Et puis, autre monde, le roi de Norvège, la reine d’Espagne, des notables locaux, les ambassadeurs, la presse. Et puis encore des danseuses bengalis et ...Renée Fleming, chantant sublimement un aria de Mozart.
Et enfin son discours, télévisé en direct dans tous les villages de son pays, racontant l’histoire de la création de Grameen, en 1983, à partir de sa révolte contre la famine de 1974, puis contre les usuriers ; son premier prêt, de 27 dollars à un groupe de 40 femmes du village voisin du campus où il enseignait.
Jusqu’à aujourd’hui, Grameen, ses bureaux dans 70.000 villages du pays et ses 7 millions de clients. Et sa filiale de téléphone, devenue la première entreprise privée du pays, Grameenphone. Il raconte aussi ces femmes qui sortent de la misère, les enfants de ses premiers clients, devenus médecins ou ingénieurs, ces milliers de bourses d’enseignement supérieur que Grameen attribue chaque année. Et enfin, cet appel, serein et vibrant, à reléguer la pauvreté au musée, pour que la moitié des contemporains de nos petits enfants ne vivent pas la même horreur que la moitié de l’humanité aujourd’hui. Ce serait si simple : moins de dépenses d’armement, moins d’aide aux gouvernements corrompus, plus de confiance dans les gens, leurs projets, leurs rêves, leurs exigences de dignité.
Deux ombres au tableau : Aucun grand de ce monde n’était là, ni même représenté. Aucun grand maitre de la Banque Mondiale, de la Commission Européenne, des Nations-Unies (sauf un diplomate bengali).
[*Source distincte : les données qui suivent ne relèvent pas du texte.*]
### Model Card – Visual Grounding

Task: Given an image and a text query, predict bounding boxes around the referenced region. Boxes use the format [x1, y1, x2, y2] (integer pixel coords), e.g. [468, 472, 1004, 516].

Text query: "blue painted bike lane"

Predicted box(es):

C’était pourtant à eux que ce discours s’adressait…C'est d'eux qu'on aurait aimé entendre ce discours, depuis si longtemps.
Une autre ombre aussi, l'insistance, trop lourde à mon grè, du président du comité Nobel, sur le fait que le prix était remis à un musulman. Aurait-il osé faire cette remarque si le prix était remis à un juif ou à un chrétien? Non, évidemment.
Pour ceux qui, comme moi, accompagnent l’aventure de Muhammad depuis près de 20 ans, c’était un beau jour.